Picture a supranational potentate of the American Hemispheric Union headquartered in Guadalajara and an American president pleading on bended knee to this grand Poobah for the right of the U.S. to say how many people and of what qualifications can immigrate to our shores yearly.
If what you imagine is Mr. Trump’s immigration appeals to a Congress not wearing its hearing aids, you really are paying attention.
On sovereignty, Mr. Cameron wrote that he wants to “end Britain’s obligation to work towards an ever-closer union” with Brussels.
“We also need,” Mr. Cameron pleads, “tougher and longer re-entry bans for fraudsters and people who collude in sham marriages.” He laments that “it is easier for an EU citizen to bring a non-EU spouse to Britain than it is for a British citizen to do the same.

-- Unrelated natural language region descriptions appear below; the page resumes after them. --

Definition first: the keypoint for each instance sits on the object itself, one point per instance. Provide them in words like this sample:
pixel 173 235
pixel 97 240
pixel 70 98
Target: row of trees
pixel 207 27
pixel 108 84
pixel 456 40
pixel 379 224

Much of the globalist Mr. Cameron’s statements on immigration and sovereignty are surprisingly persuasive nationalist arguments. If that makes you long all the more to join Nigel Farage and Boris Johnson for some libations and nationalism tonight — and reminds you of Mr. Trump’s proposed immigration redo — you get an “A” for attentiveness and a lifetime exclusion from the EU and the American Hemispheric Union, should one ever be proposed.
It will be. The U.S. is awash in globalists.